At this stage the most common errors are missing definitions or duplicate definitions. The former means that either the definitions don’t exist (i.e. they are not written), or that the object files or libraries where they reside were not given to the linker. The latter is obvious: the same symbol was defined in two different object files or libraries.
Run this command:
gcc source.o mylib.o -DSPEED_INIT=5
The output binary file can be inspected using objdump
also.
Symbol Table:
objdump -t a.out
You will see the addresses are assigned to spd
object, main
, min
functions:
a.out: file format elf64-x86-64
SYMBOL TABLE:
...
0000000000000000 l df *ABS* 0000000000000000 source.c
0000000000000000 l df *ABS* 0000000000000000 mylib.c
0000000000000000 l df *ABS* 0000000000000000 crtstuff.c
0000000000201010 g O .data 0000000000000004 spd
000000000000061b g F .text 0000000000000016 min
00000000000005fa g F .text 0000000000000021 main
...
Disassembly:
objdump -D source.o
All functions, object have assigned addresses, therefore, the function call to min()
is also completed by using the min()
function’s address.
00000000000005fa <main>:
5fa: 55 push %rbp
5fb: 48 89 e5 mov %rsp,%rbp
5fe: 8b 05 0c 0a 20 00 mov 0x200a0c(%rip),%eax # load spd
604: 83 c0 01 add $0x1,%eax # add 1 to spd
607: be 0a 00 00 00 mov $0xa,%esi # load 10
60c: 89 c7 mov %eax,%edi # load (spd+1)
60e: e8 08 00 00 00 callq 61b <min> # call min(): ok
613: 89 05 f7 09 20 00 mov %eax,0x2009f7(%rip) # save to spd
619: eb e3 jmp 5fe <main+0x4> # loop back
000000000000061b <min>:
61b: 55 push %rbp
61c: 48 89 e5 mov %rsp,%rbp
61f: 89 7d fc mov %edi,-0x4(%rbp) # pop spd
622: 89 75 f8 mov %esi,-0x8(%rbp) # pod 10
625: 8b 45 fc mov -0x4(%rbp),%eax # load spd
628: 39 45 f8 cmp %eax,-0x8(%rbp) # compare spd vs 10
62b: 0f 4e 45 f8 cmovle -0x8(%rbp),%eax # if less, use 10
62f: 5d pop %rbp
630: c3 retq
631: 66 2e 0f 1f 84 00 00 nopw %cs:0x0(%rax,%rax,1)
638: 00 00 00
63b: 0f 1f 44 00 00 nopl 0x0(%rax,%rax,1)
0000000000201010 <spd>:
201010: 05 .byte 0x5
201011: 00 00 add %al,(%rax)
Exercise#
Above guide show a case of static linking, from mylib.o
to source.o
.
How about the dynamic linking case?
Consider to use below simple program, how does compiler link the printf()
function?
#include <stdio.h>
int main() {
printf("Hello Workd!\n");
return 0;
}
Further reading#
The output executable file is written in Executable and Linkable Format (ELF) format which is a common standard file format for executable files, object code, shared libraries, and core dumps.

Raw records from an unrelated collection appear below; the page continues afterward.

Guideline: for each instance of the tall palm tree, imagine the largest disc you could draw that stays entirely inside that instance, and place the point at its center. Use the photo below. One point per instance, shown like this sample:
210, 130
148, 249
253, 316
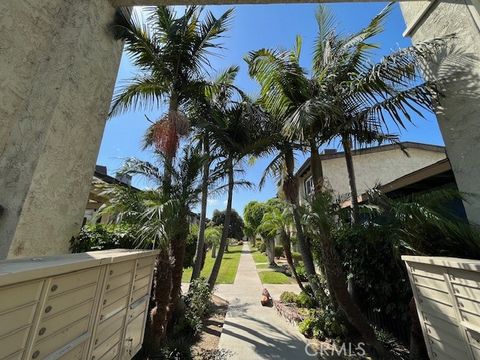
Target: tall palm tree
287, 92
201, 111
162, 221
365, 95
238, 130
277, 221
172, 54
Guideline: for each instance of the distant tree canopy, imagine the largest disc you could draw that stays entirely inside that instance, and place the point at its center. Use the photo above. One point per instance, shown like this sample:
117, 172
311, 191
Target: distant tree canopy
235, 229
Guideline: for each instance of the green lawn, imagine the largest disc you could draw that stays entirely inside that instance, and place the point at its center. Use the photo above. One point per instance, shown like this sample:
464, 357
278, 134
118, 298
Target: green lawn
259, 258
274, 277
263, 266
228, 269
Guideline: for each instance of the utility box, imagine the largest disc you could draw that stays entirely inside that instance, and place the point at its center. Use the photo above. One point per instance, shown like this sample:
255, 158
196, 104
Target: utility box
81, 306
447, 295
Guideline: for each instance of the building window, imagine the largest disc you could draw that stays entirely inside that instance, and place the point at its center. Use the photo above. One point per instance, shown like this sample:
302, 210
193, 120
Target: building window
308, 186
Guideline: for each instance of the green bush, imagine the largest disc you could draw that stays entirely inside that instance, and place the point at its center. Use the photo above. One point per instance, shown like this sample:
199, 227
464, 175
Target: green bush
297, 257
262, 246
289, 297
322, 324
301, 272
104, 237
305, 301
197, 305
278, 251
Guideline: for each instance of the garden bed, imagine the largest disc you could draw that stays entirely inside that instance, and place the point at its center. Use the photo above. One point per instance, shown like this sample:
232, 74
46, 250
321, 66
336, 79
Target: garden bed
207, 345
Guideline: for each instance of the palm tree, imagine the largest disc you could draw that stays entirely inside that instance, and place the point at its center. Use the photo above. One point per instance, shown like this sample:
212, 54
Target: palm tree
287, 92
238, 130
162, 221
277, 221
364, 95
201, 111
172, 55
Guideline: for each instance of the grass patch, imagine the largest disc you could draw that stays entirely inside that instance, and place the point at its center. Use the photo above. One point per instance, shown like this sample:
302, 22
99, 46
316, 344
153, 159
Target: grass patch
228, 269
259, 258
274, 277
263, 266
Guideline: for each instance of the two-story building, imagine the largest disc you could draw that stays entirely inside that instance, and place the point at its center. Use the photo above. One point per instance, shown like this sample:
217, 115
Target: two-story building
373, 166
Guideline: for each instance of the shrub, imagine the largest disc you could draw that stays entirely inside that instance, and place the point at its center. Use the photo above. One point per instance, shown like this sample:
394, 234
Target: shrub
289, 297
301, 272
104, 237
305, 301
322, 324
297, 257
278, 251
262, 246
197, 305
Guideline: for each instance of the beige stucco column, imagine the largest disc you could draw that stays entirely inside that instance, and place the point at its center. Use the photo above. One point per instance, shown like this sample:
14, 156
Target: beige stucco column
58, 63
459, 119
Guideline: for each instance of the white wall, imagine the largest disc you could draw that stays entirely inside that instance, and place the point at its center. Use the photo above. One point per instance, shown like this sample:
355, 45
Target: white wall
374, 168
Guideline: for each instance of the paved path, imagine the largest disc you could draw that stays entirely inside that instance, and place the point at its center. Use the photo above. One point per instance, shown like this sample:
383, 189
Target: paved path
252, 331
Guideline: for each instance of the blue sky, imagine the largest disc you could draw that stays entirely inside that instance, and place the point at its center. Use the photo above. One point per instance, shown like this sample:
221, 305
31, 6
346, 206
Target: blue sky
254, 27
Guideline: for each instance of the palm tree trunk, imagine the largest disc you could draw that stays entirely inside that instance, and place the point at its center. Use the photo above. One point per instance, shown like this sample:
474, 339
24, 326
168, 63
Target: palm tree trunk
158, 315
167, 179
223, 240
316, 167
335, 276
290, 189
337, 283
286, 243
197, 265
271, 251
178, 244
347, 147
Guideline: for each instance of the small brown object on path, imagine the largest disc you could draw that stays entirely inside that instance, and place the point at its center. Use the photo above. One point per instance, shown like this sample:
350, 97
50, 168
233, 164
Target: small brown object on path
266, 298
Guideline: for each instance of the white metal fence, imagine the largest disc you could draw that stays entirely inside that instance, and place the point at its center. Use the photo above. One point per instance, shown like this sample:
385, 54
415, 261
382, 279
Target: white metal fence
80, 306
447, 294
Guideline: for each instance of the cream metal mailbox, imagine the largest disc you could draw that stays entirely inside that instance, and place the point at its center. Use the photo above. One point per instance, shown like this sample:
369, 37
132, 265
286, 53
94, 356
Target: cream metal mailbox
447, 294
80, 306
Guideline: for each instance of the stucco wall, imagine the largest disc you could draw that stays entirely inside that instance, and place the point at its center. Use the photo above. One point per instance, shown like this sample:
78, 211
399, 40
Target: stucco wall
57, 69
373, 168
459, 114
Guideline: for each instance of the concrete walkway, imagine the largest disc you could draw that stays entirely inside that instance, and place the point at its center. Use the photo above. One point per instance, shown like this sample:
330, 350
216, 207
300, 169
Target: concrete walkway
252, 331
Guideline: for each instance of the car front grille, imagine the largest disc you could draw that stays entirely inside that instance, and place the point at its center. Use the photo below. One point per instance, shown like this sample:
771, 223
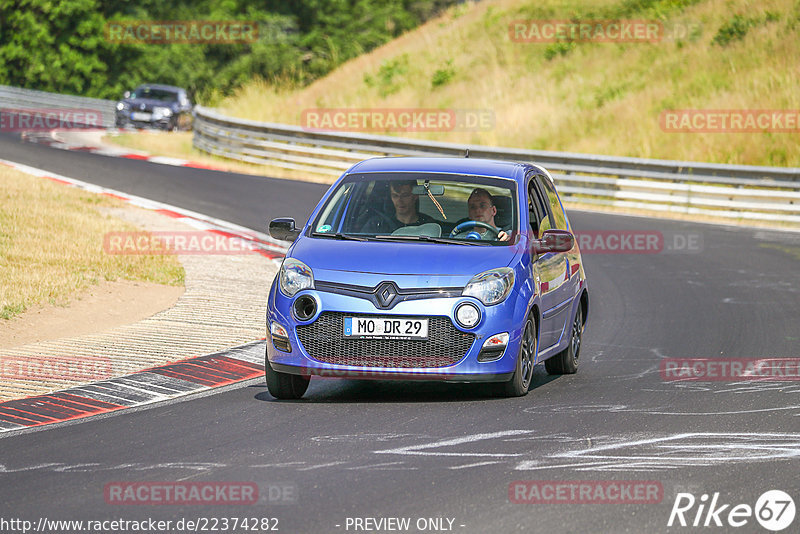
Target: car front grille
324, 341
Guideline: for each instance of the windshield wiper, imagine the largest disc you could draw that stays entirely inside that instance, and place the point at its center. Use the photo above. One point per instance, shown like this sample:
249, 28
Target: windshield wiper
339, 235
429, 239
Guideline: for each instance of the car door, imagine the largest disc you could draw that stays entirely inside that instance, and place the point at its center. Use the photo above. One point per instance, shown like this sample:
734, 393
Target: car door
551, 269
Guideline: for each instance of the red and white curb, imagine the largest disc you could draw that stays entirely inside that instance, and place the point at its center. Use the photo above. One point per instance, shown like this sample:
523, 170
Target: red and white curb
160, 383
50, 138
149, 386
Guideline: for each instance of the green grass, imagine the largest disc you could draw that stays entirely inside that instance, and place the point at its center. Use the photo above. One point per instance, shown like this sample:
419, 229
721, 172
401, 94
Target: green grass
602, 98
51, 245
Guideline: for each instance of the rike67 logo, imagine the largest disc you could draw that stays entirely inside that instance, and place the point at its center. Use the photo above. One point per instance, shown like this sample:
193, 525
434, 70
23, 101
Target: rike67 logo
774, 510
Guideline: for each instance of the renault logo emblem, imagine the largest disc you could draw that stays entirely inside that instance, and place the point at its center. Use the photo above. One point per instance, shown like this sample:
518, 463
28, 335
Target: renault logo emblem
386, 294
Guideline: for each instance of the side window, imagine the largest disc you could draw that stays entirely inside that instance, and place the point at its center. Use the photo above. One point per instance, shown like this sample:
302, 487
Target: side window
555, 204
545, 219
537, 211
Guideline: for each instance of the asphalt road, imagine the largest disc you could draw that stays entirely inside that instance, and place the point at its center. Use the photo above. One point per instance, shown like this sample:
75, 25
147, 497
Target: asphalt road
422, 451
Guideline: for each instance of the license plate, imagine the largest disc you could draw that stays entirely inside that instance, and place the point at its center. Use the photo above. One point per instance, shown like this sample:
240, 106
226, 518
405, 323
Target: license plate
385, 328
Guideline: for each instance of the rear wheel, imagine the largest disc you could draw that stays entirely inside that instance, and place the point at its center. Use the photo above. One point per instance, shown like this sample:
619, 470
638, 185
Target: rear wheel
283, 385
523, 372
566, 361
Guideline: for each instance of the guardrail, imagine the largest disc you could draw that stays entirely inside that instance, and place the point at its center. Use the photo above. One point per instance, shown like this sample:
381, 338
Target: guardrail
14, 99
732, 191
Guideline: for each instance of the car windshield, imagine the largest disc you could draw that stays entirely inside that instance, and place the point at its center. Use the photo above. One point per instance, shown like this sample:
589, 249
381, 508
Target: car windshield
407, 207
155, 94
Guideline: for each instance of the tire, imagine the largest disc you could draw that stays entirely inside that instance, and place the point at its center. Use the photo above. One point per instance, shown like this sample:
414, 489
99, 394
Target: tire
283, 385
523, 371
566, 361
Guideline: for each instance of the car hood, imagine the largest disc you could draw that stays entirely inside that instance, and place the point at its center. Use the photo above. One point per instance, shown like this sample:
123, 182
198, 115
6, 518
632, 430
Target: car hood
392, 258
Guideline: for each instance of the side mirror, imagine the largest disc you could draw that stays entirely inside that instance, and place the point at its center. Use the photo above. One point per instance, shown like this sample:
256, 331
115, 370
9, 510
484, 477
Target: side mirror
554, 241
283, 229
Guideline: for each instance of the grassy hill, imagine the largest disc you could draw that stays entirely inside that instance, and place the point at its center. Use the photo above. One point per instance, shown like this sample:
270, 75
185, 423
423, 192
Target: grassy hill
594, 97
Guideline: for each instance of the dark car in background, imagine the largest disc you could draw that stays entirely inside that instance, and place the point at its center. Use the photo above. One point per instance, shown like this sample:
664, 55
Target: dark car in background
155, 106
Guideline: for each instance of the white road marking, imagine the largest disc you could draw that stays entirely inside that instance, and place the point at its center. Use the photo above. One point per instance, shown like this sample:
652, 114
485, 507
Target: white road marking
416, 450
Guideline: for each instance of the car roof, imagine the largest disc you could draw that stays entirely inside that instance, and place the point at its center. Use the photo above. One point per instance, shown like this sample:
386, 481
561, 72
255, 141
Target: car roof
159, 86
474, 166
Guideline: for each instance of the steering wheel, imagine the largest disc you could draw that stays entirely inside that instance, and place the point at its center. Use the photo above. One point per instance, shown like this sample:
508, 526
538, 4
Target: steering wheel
380, 214
466, 225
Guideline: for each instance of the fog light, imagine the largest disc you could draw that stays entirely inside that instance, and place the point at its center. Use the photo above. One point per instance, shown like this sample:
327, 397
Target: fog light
496, 342
467, 315
280, 337
304, 307
493, 348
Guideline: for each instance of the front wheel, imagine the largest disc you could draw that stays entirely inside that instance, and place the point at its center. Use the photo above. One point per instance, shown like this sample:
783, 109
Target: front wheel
523, 372
566, 361
283, 385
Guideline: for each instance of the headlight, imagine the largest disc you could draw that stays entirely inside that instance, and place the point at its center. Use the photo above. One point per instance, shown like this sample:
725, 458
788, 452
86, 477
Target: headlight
492, 286
295, 276
468, 315
159, 112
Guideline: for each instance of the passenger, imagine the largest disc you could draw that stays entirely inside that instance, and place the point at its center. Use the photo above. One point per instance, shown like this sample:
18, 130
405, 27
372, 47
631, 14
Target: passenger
482, 208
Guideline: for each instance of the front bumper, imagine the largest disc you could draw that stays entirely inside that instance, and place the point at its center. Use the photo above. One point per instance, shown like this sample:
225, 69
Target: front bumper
451, 353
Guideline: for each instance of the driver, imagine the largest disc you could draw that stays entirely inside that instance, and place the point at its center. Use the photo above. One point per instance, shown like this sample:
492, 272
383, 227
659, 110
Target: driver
482, 208
406, 210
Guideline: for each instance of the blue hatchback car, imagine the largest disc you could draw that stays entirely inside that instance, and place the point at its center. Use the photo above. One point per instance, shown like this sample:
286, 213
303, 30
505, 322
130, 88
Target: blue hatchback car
451, 269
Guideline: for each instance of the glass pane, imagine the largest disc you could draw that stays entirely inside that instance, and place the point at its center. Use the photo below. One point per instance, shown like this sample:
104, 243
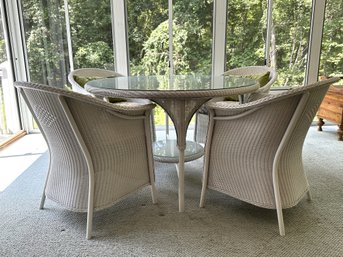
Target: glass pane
192, 41
148, 36
91, 33
331, 63
246, 33
44, 26
289, 40
9, 119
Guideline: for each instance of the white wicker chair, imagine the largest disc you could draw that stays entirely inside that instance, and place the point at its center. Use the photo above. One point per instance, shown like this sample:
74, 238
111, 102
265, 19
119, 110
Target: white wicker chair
91, 73
101, 73
99, 152
201, 122
254, 151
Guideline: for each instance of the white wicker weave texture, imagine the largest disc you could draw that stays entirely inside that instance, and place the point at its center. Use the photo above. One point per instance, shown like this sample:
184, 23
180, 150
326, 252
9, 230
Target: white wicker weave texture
99, 152
254, 150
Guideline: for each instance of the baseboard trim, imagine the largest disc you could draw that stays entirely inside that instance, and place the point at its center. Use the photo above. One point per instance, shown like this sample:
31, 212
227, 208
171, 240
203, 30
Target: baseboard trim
13, 138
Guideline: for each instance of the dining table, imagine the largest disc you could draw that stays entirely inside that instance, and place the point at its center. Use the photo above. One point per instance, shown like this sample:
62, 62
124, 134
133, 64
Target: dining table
179, 95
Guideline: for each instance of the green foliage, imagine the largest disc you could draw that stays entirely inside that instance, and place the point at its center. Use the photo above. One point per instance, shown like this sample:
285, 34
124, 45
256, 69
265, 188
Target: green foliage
91, 30
332, 46
95, 54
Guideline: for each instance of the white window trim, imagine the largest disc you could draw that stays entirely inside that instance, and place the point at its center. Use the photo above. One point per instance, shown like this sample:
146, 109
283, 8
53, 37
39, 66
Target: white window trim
219, 37
315, 41
120, 38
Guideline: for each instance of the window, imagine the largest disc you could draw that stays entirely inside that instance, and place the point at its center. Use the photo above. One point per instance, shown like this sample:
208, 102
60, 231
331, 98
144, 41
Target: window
331, 63
289, 40
45, 38
246, 33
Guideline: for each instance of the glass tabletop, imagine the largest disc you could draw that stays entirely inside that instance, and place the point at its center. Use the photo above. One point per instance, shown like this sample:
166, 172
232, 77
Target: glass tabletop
167, 151
172, 83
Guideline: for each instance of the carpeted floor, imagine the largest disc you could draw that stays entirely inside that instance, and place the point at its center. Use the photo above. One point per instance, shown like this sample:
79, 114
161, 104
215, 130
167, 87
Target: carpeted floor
226, 227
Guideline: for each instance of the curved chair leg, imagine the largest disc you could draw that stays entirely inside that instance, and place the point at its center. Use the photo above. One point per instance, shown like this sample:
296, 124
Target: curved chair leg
309, 196
90, 209
280, 221
153, 193
278, 203
202, 197
42, 201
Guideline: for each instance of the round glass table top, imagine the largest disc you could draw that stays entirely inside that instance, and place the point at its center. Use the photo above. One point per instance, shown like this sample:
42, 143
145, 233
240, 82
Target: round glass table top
167, 151
171, 83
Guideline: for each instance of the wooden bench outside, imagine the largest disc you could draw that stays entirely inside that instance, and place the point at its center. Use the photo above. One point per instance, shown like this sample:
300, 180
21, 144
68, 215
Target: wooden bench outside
331, 109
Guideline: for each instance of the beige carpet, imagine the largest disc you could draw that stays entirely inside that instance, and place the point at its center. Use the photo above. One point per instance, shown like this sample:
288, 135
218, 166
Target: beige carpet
226, 227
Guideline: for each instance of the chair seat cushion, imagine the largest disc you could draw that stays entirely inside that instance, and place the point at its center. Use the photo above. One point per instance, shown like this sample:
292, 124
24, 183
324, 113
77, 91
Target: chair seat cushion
82, 81
262, 79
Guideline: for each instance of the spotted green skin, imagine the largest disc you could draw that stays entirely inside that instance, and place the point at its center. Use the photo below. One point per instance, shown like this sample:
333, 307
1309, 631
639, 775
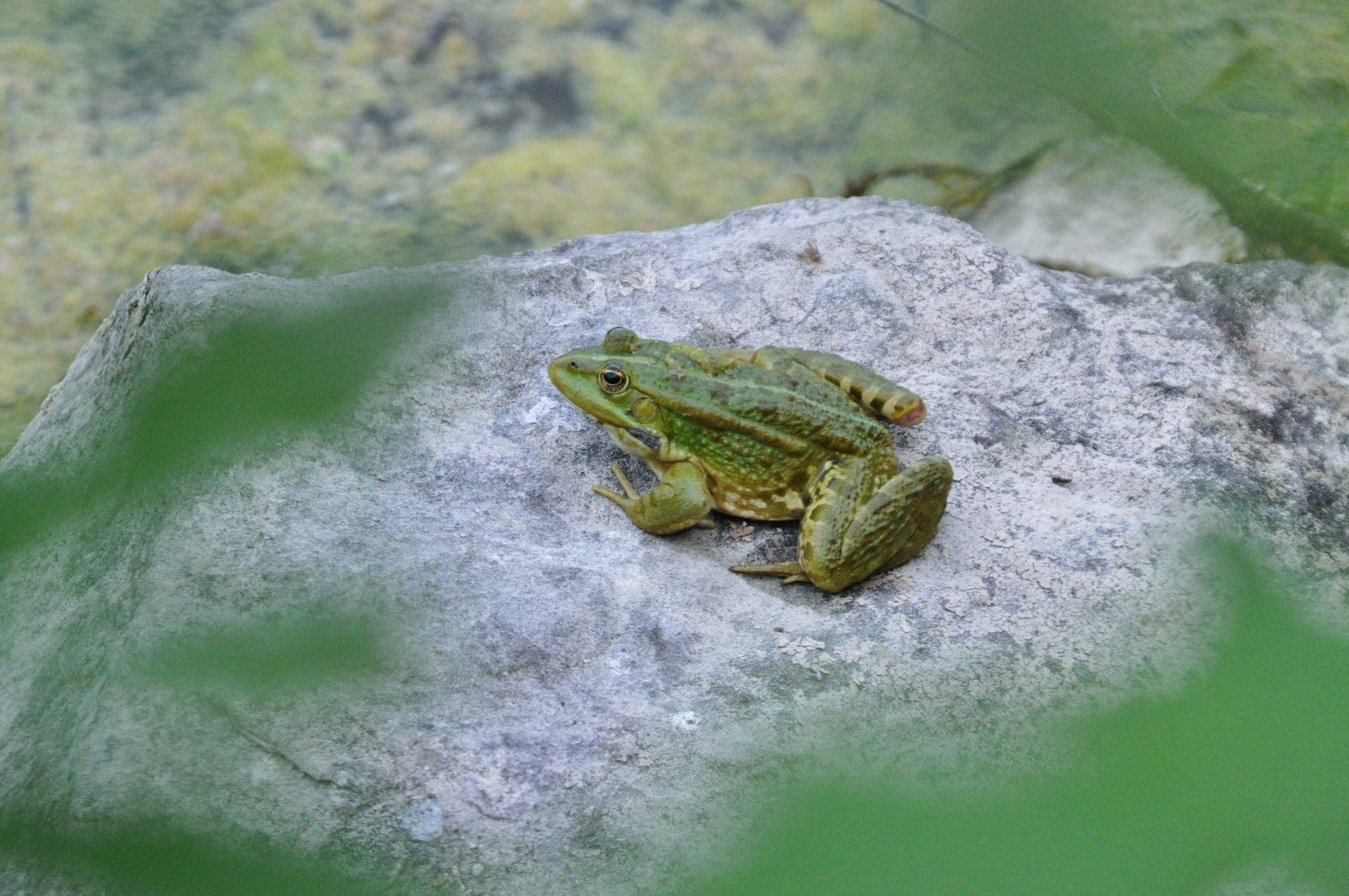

By design, the ELF format is flexible, extensible, and cross-platform. For instance, it supports different endiannesses and address sizes, so it does not exclude any particular central processing unit (CPU) or instruction set architecture. This has allowed it to be adopted by many operating systems on different hardware platforms.
Use objectdump
to inspect an executable file, and compare to the ELF format.